1992 play by Pearl Cleage

Chain is an American solo performance play by Pearl Cleage. It tells the story of a 16-year-old Rosa, an African American teenager addicted to crack who has been chained to a radiator in her family home as an intervention attempt. Chain debuted in 1992 at the Women's Project in New York, starring Karen Malina White.

==Plot==
"The action revolves around the character Rosa Jackson, a sixteen-year-old drug addict whose parents have chained her to the radiator in their Harlem apartment in an attempt to save her from herself. As the drama unfolds, Rosa reflects on how she became an addict and struggles to choose between a life with drugs or a life without them."

==Productions==
Chain debuted at the Women's Project in New York City in 1992, starring Karen Malina White as Rosa. It was released on a double-bill with another one-act play by Cleage, Late Bus to Mecca.

The play has been staged in cities including Washington, D.C. (2002), Kalamazoo, Michigan (2015), and Houston, Texas (2018).

== Background ==
Chain was commissioned and developed by Cleage with the Women's Project and the Southeast Playwrights Project of Atlanta.

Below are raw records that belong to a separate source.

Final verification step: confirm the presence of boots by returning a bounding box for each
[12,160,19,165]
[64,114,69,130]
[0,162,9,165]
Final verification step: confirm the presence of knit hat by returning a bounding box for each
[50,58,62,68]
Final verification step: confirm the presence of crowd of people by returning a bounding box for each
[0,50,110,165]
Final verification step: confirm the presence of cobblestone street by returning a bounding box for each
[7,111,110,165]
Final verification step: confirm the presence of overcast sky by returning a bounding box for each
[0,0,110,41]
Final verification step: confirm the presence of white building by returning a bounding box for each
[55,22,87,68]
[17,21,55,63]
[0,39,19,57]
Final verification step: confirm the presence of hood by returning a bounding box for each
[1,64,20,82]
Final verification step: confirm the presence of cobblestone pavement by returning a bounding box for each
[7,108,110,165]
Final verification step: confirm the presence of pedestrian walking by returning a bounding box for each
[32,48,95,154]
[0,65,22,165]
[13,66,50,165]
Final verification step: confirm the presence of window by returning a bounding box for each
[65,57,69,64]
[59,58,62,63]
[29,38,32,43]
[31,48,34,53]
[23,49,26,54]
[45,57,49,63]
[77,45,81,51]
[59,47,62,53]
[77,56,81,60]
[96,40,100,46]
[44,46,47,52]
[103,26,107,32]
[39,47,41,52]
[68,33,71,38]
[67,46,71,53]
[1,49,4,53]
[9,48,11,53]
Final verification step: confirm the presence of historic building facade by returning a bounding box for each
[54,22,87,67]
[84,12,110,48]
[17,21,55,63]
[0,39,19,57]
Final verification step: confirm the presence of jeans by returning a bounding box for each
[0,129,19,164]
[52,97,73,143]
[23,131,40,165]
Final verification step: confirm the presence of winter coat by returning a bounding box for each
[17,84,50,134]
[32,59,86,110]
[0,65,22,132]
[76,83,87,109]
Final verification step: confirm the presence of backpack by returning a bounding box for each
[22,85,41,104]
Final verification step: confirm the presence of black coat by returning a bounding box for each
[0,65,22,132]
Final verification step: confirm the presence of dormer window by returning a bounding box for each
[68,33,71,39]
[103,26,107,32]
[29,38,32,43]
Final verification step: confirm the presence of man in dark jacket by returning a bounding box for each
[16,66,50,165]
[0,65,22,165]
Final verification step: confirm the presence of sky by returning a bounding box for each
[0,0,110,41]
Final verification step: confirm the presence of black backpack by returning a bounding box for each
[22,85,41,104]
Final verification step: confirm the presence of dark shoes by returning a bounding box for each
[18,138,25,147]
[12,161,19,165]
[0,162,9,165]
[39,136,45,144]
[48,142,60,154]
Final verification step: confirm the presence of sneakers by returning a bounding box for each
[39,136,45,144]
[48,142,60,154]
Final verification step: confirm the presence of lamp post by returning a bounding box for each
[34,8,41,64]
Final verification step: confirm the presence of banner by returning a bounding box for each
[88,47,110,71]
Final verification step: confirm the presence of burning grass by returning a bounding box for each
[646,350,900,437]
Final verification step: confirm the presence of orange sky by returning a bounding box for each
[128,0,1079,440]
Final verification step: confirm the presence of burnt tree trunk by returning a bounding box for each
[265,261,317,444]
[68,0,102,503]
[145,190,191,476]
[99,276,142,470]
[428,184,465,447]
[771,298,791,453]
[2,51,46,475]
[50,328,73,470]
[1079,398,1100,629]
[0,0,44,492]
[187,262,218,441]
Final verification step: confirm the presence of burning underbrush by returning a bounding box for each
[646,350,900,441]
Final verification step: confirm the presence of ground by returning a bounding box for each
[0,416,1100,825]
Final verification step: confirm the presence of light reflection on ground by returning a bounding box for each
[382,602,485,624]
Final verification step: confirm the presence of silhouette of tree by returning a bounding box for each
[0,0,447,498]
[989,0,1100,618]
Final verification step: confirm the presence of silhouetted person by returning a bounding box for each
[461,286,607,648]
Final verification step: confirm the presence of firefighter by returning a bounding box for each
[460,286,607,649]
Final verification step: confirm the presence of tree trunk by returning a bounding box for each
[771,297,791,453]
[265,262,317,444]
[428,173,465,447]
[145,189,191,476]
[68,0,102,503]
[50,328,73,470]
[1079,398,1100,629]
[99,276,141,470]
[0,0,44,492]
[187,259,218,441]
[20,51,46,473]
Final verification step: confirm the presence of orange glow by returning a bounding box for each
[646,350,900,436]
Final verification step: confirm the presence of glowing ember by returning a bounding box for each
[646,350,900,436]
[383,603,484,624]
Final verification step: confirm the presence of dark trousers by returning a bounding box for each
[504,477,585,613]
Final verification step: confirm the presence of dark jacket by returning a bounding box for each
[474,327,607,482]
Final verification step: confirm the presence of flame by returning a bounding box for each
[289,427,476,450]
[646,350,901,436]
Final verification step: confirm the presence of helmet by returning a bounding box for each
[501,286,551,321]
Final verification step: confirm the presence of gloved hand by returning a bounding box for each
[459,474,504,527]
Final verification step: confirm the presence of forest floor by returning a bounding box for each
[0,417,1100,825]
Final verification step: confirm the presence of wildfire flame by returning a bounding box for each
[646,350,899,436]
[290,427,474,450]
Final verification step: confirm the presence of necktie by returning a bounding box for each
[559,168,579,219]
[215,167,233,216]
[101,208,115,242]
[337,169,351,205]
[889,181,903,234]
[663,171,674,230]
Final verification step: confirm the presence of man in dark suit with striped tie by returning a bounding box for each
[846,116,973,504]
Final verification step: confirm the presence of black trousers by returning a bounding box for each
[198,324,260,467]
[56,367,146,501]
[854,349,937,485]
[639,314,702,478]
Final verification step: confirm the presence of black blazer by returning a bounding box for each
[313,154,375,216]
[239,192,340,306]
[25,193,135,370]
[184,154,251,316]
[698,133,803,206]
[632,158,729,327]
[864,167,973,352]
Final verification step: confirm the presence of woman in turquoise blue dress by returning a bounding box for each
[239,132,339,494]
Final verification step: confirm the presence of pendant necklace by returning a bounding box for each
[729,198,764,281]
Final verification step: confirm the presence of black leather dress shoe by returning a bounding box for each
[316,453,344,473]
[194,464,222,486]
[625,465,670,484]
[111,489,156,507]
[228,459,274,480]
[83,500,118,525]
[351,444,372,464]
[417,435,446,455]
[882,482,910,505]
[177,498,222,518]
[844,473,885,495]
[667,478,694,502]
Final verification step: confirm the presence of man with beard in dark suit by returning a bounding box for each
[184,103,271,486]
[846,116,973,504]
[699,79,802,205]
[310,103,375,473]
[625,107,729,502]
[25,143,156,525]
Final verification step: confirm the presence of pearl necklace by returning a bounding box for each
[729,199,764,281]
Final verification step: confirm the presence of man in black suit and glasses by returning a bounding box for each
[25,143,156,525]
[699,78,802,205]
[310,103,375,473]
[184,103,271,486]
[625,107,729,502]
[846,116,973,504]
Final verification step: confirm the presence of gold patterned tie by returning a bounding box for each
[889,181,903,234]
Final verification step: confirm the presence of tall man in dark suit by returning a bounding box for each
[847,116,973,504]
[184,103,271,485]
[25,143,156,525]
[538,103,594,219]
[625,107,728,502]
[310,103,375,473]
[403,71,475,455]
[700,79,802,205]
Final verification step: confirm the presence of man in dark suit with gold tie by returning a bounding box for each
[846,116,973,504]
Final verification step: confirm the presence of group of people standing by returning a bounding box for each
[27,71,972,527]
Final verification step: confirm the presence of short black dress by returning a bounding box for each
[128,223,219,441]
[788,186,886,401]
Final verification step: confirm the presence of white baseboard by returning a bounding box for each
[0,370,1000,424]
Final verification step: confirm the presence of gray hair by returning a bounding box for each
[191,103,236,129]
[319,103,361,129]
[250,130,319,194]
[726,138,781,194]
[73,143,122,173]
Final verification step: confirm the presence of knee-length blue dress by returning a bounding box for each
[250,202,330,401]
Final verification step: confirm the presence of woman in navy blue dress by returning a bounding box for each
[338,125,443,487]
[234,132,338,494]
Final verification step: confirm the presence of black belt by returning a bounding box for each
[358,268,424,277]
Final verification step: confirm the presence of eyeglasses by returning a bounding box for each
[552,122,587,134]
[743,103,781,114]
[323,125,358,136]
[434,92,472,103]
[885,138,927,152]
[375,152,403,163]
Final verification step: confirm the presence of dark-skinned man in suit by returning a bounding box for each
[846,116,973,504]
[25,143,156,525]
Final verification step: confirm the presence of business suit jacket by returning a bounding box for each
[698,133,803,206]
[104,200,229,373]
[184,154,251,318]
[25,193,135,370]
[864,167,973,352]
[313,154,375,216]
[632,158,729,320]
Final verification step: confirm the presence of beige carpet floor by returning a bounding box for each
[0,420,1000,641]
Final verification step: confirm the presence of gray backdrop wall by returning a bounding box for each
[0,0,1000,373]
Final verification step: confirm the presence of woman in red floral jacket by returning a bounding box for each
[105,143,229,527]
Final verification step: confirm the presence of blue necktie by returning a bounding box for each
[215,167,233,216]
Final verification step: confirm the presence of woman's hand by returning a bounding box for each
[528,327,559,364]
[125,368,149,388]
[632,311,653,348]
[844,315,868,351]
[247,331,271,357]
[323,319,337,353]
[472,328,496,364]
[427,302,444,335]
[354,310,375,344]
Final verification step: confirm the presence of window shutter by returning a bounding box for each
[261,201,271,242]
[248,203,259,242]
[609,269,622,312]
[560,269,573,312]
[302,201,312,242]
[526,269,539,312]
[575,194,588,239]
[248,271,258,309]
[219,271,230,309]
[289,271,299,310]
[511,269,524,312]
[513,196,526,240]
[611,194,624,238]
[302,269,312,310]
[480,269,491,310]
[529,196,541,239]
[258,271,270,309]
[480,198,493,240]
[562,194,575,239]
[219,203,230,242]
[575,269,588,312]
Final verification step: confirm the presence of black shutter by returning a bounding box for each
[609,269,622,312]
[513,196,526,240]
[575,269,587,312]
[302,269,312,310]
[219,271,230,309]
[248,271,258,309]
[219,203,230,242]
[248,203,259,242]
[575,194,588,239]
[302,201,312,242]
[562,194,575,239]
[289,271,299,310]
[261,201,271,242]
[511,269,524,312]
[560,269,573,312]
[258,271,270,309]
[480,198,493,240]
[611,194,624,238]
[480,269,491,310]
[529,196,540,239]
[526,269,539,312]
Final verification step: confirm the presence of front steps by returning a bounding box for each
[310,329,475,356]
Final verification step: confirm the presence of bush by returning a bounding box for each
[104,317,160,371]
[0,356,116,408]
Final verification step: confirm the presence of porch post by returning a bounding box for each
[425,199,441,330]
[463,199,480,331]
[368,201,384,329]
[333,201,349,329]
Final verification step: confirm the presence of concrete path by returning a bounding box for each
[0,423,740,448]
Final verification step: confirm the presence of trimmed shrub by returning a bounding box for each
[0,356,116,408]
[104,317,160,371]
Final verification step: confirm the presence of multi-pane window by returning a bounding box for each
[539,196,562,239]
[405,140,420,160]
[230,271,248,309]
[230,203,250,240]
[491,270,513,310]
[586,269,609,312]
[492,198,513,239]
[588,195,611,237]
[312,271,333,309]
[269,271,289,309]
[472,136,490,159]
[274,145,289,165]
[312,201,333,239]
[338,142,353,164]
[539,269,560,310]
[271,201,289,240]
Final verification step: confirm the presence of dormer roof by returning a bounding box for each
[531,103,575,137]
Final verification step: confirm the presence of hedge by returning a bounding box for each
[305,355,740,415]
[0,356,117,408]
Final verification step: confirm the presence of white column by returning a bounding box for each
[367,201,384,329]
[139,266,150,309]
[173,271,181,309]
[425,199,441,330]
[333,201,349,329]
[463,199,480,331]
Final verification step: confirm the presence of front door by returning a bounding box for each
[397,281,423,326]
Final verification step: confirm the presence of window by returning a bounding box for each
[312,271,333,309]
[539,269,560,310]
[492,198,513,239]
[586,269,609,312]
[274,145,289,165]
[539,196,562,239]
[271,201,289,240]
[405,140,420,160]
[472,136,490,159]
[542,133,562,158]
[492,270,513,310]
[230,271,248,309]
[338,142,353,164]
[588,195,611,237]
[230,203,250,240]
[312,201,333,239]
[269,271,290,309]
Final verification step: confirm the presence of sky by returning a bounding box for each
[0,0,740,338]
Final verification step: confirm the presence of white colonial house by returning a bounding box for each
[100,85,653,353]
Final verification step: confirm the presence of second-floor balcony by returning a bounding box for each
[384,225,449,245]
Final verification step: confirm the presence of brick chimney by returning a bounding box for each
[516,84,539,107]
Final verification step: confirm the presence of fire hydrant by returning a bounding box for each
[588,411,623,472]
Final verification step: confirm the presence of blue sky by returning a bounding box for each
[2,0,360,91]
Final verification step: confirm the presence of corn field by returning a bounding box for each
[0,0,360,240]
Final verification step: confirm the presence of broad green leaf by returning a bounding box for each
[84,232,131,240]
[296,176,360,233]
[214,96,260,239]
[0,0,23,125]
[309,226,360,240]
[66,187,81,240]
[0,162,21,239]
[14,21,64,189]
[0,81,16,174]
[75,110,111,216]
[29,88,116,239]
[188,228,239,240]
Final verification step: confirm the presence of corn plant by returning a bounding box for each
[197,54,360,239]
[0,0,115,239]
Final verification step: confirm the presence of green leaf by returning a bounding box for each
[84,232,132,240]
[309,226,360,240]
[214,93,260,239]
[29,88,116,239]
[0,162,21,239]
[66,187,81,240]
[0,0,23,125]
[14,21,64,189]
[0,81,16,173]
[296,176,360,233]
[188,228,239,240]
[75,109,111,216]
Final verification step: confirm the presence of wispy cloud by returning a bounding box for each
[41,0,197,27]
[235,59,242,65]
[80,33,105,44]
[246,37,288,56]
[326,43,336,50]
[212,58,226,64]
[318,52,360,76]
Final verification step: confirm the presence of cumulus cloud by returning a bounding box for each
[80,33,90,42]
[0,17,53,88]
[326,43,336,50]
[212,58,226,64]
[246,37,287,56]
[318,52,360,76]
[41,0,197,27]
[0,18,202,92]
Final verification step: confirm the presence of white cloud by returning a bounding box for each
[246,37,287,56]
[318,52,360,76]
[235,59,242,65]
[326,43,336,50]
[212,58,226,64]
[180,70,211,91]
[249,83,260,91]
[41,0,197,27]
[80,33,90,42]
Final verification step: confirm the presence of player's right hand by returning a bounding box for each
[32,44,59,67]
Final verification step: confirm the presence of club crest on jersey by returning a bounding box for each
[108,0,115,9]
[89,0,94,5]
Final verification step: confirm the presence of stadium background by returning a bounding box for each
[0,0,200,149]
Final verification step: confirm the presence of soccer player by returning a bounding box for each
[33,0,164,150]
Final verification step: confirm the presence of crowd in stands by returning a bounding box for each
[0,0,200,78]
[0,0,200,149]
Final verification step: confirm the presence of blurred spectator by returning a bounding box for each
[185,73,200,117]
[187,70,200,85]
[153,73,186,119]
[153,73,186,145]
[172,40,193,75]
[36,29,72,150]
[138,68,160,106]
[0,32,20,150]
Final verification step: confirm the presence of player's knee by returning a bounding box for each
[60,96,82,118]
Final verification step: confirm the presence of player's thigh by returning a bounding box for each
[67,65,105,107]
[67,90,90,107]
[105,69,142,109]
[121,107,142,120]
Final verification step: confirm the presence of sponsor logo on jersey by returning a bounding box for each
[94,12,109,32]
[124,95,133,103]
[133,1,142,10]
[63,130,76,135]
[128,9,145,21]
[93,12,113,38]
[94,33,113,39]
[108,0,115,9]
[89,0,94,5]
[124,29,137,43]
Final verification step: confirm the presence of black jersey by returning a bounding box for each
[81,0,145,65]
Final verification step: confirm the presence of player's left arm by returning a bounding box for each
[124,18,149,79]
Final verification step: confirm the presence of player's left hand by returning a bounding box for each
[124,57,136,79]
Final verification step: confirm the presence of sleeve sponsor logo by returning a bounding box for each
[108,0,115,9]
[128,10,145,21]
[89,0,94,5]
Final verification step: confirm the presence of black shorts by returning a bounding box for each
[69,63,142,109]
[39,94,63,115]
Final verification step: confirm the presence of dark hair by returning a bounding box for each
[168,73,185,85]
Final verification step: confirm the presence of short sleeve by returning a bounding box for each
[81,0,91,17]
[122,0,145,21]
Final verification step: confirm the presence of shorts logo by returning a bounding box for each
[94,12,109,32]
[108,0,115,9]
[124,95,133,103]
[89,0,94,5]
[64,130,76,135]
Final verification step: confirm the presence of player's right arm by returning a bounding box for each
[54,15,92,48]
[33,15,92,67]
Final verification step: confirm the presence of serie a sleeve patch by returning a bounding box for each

She also co-produced Chain with the Women's Project and the New Federal Theatre at Judith Anderson Theatre in New York City.

She wrote Chain as a solo performance play, and similar to her other works, the subject matter was inspired by real-life events. She read an article in the New York Times about a Puerto Rican mother and father who chained their teenage daughter to the radiator as a last resort to disrupt her drug addiction. Cleage's play centered the story on a Black family from Alabama that moves to Harlem. She described it as an exploration of the vulnerability of African American girls and their struggle with the cultural mandate to adopt their foremothers' values.

The play employs unconventional devices such as the protagonist breaking the fourth wall and the use of projected text to mark the beginning of each of seven scenes.

==Reception==
Carl A. Rossi of The Theatre Mirror reviewed the play positively, "This is a tough, tough play, and a tragic one...But CHAIN is never depressing; it is wonderfully leavened by Rosa’s equally tough sense of humor...and she betrays a still-good, still-innocent quality that soon has you rooting for her."

Dolores Whiskeyman praised Cleage's writing in The Washington Post, "She writes without sentimentality, and her stroke of genius is to deliver the situation entirely from Rosa's point of view. It's a valuable perspective, underscoring the immensity of a social ill far too complex to be resolved with bumper-sticker slogans and 30-second TV spots."